Here are some excerpts from another interesting post from Scott Sumner:
A New York Times article once reported that economists in academia tend to vote about 3 to 1 Democratic, whereas other academics vote about 7 to 1 Democratic. Of course the general public tends to split about 50/50 between Democratic and Republican voters. What should we make of this pattern?
For the purposes of this post, consider the term ‘worldview’ to represent one’s views about cause and effect, or what economists call positive questions. Values relate to what is viewed as being morally right and wrong, or normative issues. I don’t claim that there is any clear boundary between these two categories, but I hope they will prove useful anyway.
Now let’s assume that “ideologies” reflect values plus worldviews. Thus the liberal worldview has many different ideologies. Let’s also follow the standard practice of assuming that the term “left” applies to more socialistic versions of liberalism and the term “right” applies to more libertarian, or classical liberal, versions of liberalism.
Suppose that an economistic worldview makes one vote more to the right . . . That could explain why economists vote Republican more often than other academics. Indeed I think this is a pretty standard explanation of their voting pattern. Thinking like an economist makes one less receptive to socialist policies.
But economists also have a much more economistic worldview than the general public, so why don’t they also vote to the right of the general public? Here’s where values come in. Jonathan Haidt has an interesting essay on “What Makes People Vote Republican,” where he considers five different types of values; care/harm, fairness, hierarchy, pureness/sanctity, and loyalty. Haidt says that liberals tend to put more emphasis on the first two, whereas conservatives tend to be more balanced in their value system.
Interesting, he says that one group of “conservatives,” known as libertarians actually have a very liberal value system. I would add that in my view only pragmatic libertarians are liberals, I would put dogmatic libertarians (who believe taxation for redistribution is theft) into a different grouping. It seems to me that the libertarian anomaly can help us understand the voting pattern of all economists… [M]any so-called “conservative” economists are best regarded as right wing liberals—people with liberal values and economistic worldviews. Milton Friedman might be a good example, as although he was generally regarded as being very conservative, he also took very libertarian positions on drugs, prostitution, the draft, etc.

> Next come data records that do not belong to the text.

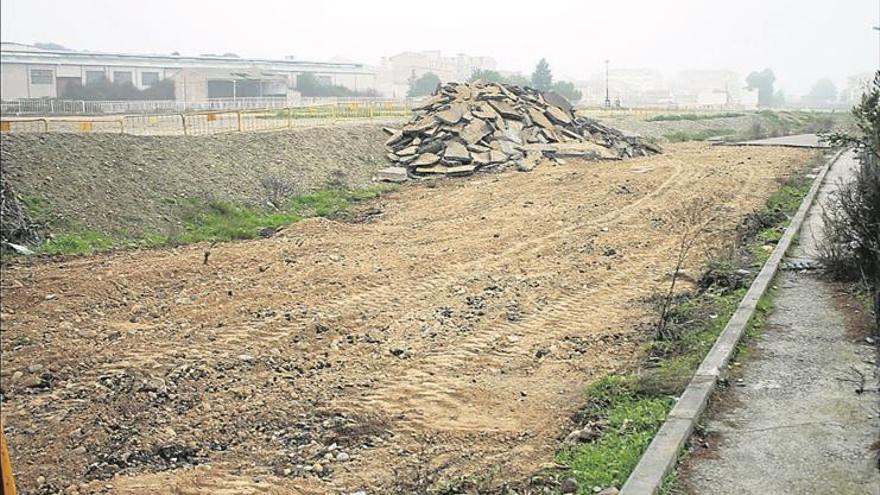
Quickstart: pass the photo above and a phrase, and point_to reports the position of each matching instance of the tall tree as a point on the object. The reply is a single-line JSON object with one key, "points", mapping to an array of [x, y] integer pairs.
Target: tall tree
{"points": [[424, 85], [542, 78], [763, 82]]}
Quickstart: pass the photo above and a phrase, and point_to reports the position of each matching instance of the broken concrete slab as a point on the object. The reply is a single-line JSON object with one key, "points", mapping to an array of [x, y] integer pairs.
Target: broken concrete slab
{"points": [[425, 159], [491, 126], [558, 115], [392, 174], [456, 152]]}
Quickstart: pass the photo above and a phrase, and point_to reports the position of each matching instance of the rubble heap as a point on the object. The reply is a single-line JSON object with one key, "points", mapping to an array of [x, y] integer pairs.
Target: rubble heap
{"points": [[464, 128]]}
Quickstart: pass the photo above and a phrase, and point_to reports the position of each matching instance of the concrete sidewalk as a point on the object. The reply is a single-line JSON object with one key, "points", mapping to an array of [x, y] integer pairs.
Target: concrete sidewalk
{"points": [[794, 424]]}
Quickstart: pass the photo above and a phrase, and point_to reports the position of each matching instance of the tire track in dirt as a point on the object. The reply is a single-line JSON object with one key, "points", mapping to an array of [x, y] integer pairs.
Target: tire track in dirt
{"points": [[424, 390], [376, 295]]}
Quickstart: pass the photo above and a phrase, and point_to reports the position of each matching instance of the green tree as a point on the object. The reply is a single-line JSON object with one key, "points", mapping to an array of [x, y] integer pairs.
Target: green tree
{"points": [[763, 82], [567, 89], [518, 80], [309, 85], [823, 91], [542, 78], [424, 85], [488, 76]]}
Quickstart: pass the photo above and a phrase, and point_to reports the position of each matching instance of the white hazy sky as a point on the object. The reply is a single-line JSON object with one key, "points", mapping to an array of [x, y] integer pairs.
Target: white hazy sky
{"points": [[800, 40]]}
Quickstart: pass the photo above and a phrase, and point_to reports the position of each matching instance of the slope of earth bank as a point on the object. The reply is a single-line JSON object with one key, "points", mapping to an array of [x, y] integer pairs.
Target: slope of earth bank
{"points": [[112, 182], [449, 336]]}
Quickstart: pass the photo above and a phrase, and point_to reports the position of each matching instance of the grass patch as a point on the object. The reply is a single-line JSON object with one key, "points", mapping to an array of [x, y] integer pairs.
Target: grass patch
{"points": [[217, 220], [629, 408], [631, 419], [85, 242], [673, 117], [681, 136]]}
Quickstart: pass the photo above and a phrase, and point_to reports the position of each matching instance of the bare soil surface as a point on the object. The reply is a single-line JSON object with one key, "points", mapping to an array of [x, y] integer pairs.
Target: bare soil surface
{"points": [[111, 182], [449, 336]]}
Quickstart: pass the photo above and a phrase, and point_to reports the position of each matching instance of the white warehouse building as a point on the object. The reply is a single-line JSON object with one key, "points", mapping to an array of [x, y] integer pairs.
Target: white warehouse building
{"points": [[28, 72]]}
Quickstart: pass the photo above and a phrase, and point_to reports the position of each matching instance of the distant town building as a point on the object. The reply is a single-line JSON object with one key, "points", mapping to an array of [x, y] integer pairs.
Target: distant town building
{"points": [[396, 71], [633, 87], [30, 72], [708, 88]]}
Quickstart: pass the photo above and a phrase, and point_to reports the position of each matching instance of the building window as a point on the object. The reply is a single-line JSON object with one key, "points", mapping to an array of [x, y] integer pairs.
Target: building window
{"points": [[94, 77], [149, 78], [41, 76], [122, 77]]}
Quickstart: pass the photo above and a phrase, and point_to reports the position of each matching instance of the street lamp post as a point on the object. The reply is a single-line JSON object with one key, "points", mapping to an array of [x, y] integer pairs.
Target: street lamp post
{"points": [[607, 95]]}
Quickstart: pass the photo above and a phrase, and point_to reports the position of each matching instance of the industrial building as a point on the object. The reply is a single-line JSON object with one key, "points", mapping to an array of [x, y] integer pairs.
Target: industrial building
{"points": [[29, 72]]}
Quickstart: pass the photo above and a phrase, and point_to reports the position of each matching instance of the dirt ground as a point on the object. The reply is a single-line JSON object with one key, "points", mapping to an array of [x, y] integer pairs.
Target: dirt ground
{"points": [[448, 333]]}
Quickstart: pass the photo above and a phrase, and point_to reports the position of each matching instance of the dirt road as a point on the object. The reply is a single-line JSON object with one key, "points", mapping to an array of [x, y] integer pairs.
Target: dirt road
{"points": [[448, 333]]}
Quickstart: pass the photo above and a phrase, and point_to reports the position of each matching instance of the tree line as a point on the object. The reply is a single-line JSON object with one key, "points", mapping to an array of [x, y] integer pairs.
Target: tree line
{"points": [[541, 79]]}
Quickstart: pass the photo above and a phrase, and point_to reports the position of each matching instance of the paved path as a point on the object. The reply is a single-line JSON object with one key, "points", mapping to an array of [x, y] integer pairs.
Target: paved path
{"points": [[792, 426], [795, 141]]}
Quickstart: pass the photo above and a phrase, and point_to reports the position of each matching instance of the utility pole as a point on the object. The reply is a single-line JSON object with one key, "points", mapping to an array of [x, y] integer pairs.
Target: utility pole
{"points": [[877, 28], [607, 95]]}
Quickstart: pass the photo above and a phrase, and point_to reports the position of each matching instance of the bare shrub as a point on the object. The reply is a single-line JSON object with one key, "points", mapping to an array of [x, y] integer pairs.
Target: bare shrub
{"points": [[277, 190], [851, 249]]}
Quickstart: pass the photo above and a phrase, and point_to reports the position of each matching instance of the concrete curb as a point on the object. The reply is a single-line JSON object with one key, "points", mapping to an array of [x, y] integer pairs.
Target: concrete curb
{"points": [[662, 453]]}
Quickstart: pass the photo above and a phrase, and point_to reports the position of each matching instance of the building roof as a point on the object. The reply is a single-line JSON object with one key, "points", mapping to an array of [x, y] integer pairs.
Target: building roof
{"points": [[26, 54]]}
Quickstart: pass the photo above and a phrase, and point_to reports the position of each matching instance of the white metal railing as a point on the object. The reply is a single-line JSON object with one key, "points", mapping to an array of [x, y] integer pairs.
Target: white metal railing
{"points": [[46, 107]]}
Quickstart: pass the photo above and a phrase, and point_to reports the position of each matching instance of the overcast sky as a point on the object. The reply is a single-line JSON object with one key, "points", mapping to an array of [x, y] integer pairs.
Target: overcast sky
{"points": [[800, 40]]}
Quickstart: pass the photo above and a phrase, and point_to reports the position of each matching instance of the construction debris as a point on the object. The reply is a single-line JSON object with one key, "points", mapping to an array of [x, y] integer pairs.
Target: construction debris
{"points": [[465, 128]]}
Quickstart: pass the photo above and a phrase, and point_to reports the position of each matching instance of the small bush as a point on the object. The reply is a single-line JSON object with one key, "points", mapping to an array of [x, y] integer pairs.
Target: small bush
{"points": [[852, 218]]}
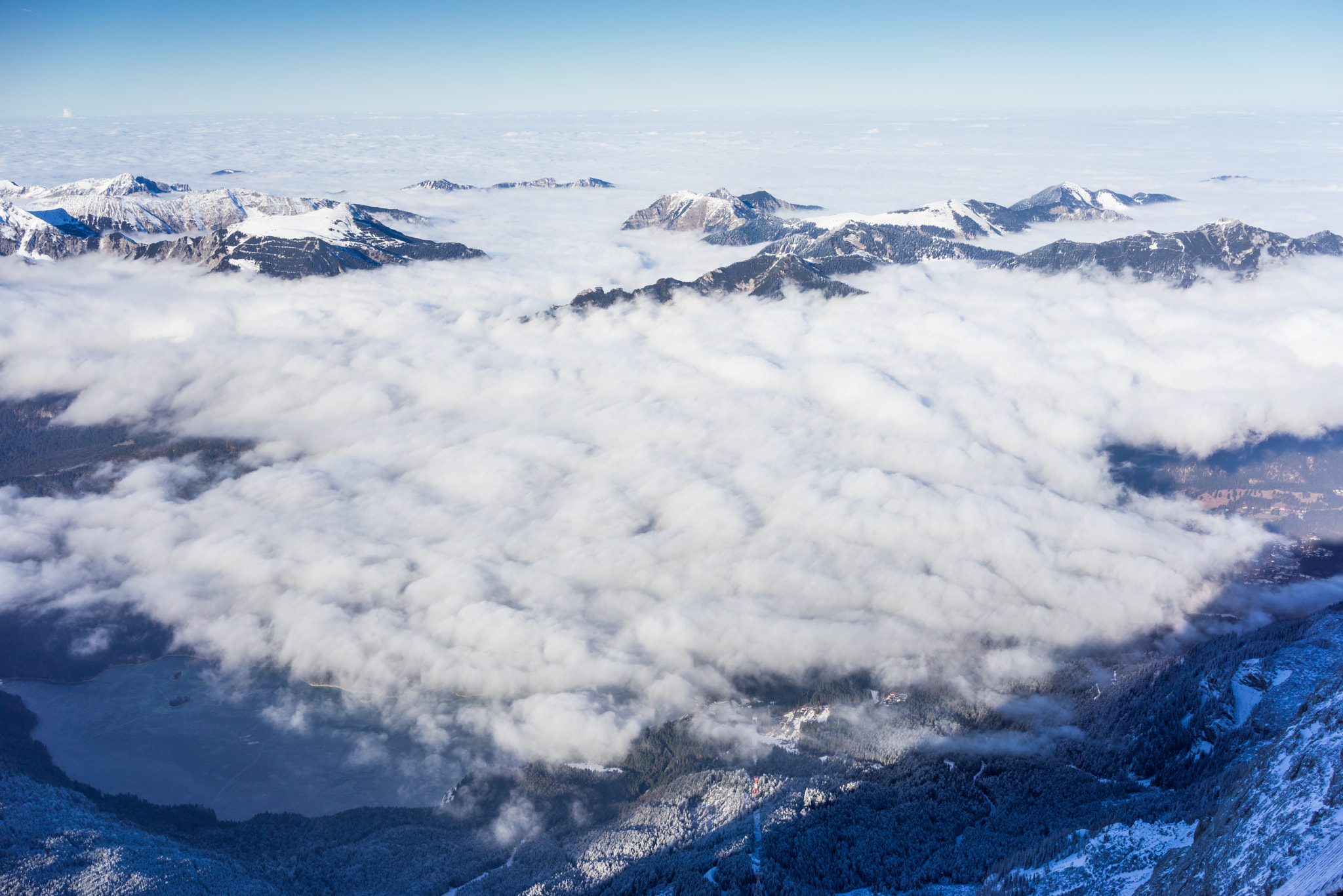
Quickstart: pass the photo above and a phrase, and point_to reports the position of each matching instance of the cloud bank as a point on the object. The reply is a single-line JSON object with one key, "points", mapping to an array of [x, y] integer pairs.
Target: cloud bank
{"points": [[555, 532], [589, 523]]}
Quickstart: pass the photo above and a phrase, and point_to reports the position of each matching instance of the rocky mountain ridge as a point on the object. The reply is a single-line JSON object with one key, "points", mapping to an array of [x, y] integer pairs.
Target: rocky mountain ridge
{"points": [[1226, 245], [763, 276], [321, 242], [136, 205], [542, 183], [746, 221]]}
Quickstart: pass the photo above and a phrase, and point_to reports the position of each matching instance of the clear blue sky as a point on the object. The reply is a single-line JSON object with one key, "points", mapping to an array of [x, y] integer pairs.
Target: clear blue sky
{"points": [[112, 57]]}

But I think a much more revealing liberal position taken by Friedman was his support for a guaranteed annual income for all Americans, as this was an economic policy proposal from one of America’s most conservative economists, which turned out to be far too liberal for the general public.
Interestingly, most non-economists do not understand this distinction, and simply assume that economists who “defend the indefensible” must have a very different value system (as Larry Summers found out after he became president of Harvard.) The economistic worldview is so counterintuitive that most people don’t really even know it exists.